Welcome to Codidact Meta!
Codidact Meta is the meta-discussion site for the Codidact community network and the Codidact software. Whether you have bug reports or feature requests, support questions or rule discussions that touch the whole network – this is the site for you.
Post History
This is already being discussed in a comment thread, but I'm bumping it up to an answer for visibility and so it can be voted on. "We may update our terms from time to time without further notic...
Answer
#1: Initial revision
This is already being discussed in a comment thread, but I'm bumping it up to an answer for visibility and so it can be voted on. > "We may update our terms from time to time without further notice to you, unless notice is required by law. Your use of the Service after the Terms are updated constitutes your acceptance of the updated Terms." As a user, I would be very suspicious of a TOS document that includes that. It invites abuse, especially if the community has no way to validate when a TOS change was made.

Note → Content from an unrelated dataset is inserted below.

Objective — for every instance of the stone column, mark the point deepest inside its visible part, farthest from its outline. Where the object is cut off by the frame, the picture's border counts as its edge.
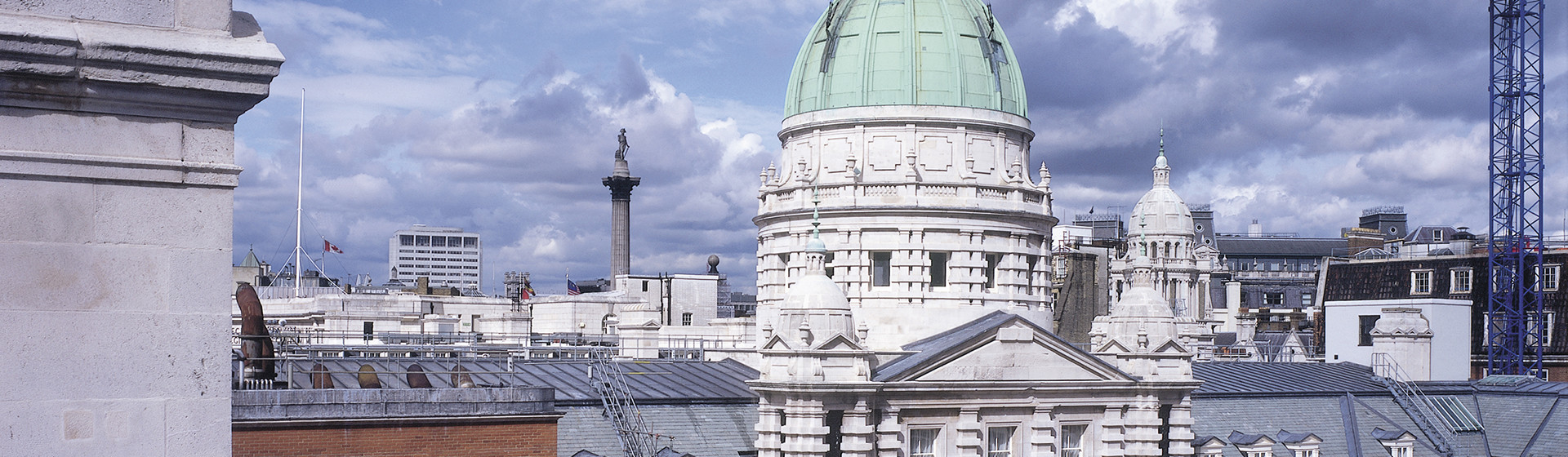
(889, 434)
(118, 221)
(621, 184)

It opens us up to suspicion that we could sneak unfavorable changes into the TOS, something that other companies have done. We want to be open, transparent, and accountable to our communities here; it's one of the things that sets us apart. I agree that we need to be able to modify the TOS; any service that exists for long enough will run into situations that require changes. However, I think we *must* notify users, *in advance*, as a matter of principle and possibly a matter of law. (I don't know the legal requirements of every jurisdiction in which we have users.) We don't have code for this now, but I think we'd need to add a way for an administrator to send an inbox notification to every user on the network. I don't know if we need email notifications if we have on-site notifications, and I don't know how hard it would be to send them, but we at _least_ need the on-site notification, in my opinion. ---- I agree with the other points you raised: severability, linking the privacy policy, and enabling changes (I'm just disagreeing on implementation of this last).